Why did all this suffering have to be? It is the cry of Job. What, we may ask in conclusion, is the poem's theme? The obvious answer can be given in Owen's own famous words, 'war, and the pity of war'. (It is interesting to compare 'Futility' with other attitudes to violent death that can be found in this collection: with Yeats's 'Easter 1916', Auden's 'Spain', and Ted Hughes's 'The Casualty'.) Behind the poem's very existence there is protest at the folly of men, who have turned creation into destruction, and effected this terrible despoiling of youth.
   But notice that though the protest is certainly savage, it is never cynical. Owen's close attention to the dead man is in- separable from human compassion. He believes that an individual still matters, and not least in the moment of his death. The poem's title is 'Futility', but deeper levels of futility have been plumbed since he wrote. The mass slaughter of the mid-twentieth century has led some writers to doubt whether individuals have any meaning or value at all. Wilfred Owen is well on the other side, the human side, of that futility. His lament for a unique individual is closer to tragedy than to despair.

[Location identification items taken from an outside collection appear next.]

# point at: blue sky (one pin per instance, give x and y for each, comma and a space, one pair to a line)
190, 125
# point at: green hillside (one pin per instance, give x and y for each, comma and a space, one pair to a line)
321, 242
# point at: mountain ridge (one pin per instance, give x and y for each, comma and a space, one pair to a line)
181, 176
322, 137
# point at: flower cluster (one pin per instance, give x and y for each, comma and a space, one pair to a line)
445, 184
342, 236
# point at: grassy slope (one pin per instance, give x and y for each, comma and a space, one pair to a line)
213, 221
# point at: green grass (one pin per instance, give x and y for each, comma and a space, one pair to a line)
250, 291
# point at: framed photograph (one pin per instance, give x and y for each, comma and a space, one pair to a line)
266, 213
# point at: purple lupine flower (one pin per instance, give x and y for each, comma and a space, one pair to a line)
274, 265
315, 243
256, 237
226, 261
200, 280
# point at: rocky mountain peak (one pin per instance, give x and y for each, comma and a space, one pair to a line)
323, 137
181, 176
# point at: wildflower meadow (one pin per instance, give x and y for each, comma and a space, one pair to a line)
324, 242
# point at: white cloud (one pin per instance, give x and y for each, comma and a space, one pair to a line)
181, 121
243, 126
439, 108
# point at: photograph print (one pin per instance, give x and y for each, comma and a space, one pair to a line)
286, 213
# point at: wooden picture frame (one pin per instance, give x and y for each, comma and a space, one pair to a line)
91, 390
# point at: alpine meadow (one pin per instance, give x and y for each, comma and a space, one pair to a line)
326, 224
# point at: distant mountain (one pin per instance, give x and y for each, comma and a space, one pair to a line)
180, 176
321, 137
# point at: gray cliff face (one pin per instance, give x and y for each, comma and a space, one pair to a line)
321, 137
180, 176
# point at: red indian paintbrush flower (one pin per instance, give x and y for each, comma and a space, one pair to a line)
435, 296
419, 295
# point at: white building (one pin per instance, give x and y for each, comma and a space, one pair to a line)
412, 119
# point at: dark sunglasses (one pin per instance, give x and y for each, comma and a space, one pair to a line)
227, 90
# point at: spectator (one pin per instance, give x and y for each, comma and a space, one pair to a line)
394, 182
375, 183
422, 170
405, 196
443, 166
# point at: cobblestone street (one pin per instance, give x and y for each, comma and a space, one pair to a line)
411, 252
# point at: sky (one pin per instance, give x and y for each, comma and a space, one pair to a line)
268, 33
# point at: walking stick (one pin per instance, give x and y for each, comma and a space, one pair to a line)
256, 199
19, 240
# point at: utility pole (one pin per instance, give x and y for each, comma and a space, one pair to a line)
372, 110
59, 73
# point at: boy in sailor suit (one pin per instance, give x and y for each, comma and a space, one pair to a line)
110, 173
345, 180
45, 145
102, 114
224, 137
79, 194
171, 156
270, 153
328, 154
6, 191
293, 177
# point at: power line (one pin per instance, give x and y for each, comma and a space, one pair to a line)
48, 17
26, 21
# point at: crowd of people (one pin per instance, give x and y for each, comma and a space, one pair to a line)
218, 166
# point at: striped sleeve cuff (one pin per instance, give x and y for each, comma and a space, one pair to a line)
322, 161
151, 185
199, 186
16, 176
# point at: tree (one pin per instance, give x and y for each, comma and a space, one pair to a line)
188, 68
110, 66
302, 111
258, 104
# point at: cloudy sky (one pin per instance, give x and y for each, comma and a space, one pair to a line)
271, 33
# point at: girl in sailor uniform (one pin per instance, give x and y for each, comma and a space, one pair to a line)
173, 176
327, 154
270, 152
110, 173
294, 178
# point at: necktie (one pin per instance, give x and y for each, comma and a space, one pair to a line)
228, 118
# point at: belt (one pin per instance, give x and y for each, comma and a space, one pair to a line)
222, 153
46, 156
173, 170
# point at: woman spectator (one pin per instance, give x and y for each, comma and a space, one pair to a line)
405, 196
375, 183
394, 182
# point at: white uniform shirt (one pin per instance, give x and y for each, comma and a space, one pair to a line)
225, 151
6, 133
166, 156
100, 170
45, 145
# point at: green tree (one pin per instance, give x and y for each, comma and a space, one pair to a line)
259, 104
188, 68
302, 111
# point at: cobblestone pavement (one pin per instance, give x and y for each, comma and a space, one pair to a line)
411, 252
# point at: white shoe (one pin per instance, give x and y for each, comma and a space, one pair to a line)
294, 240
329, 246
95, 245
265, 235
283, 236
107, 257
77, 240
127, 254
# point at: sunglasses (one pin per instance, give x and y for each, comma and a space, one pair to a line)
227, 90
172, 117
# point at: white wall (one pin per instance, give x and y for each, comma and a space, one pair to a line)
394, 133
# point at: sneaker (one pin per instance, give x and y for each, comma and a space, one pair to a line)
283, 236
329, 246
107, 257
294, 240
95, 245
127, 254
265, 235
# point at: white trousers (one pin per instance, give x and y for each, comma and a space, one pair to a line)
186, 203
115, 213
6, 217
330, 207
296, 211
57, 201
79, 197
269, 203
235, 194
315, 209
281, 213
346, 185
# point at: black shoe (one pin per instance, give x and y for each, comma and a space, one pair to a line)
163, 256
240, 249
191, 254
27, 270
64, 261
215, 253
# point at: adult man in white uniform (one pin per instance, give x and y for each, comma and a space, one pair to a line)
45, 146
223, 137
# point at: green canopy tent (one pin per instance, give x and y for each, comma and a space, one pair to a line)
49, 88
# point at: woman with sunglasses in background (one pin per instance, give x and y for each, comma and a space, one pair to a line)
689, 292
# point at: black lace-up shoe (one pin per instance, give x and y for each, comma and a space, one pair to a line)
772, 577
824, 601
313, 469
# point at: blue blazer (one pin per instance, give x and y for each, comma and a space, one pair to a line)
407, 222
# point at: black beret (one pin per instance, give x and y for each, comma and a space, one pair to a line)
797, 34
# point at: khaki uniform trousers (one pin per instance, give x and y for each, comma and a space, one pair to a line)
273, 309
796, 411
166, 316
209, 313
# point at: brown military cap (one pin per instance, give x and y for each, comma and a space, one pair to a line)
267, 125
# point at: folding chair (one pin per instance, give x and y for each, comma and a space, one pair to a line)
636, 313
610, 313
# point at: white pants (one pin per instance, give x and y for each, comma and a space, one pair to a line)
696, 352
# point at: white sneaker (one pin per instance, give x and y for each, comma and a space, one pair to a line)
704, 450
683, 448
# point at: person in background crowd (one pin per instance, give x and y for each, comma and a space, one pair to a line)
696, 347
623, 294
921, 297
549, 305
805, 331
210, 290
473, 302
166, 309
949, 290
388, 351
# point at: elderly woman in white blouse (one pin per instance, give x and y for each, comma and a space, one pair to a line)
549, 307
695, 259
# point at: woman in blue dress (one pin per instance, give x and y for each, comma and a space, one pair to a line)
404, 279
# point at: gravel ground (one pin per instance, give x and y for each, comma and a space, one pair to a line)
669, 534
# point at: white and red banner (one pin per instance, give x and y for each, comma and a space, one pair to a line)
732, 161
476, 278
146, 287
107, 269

And this suggests a final comment, which must surely be made. Though the poem's theme is war, it is also a poem about death. Is it not profoundly relevant to any death, and to any premature death especially, whether in battle or not? In its deepest implications 'Futility' is not only a social protest but a religious questioning. It faces the mystery of life in sentiments that would remain profoundly true for the bereaved, even if war itself could by some miracle be abolished. The 'futility' of the title does not refer simply to human follies; it refers beyond these, also, to the human condition itself.  It is one side of the tragic vision of man-the perception that if an is the jest and riddle of the world, this is only because he is first and chiefly its glory. The poem moves through questions which are essentially religious, whether they are accompanied by religious belief or not.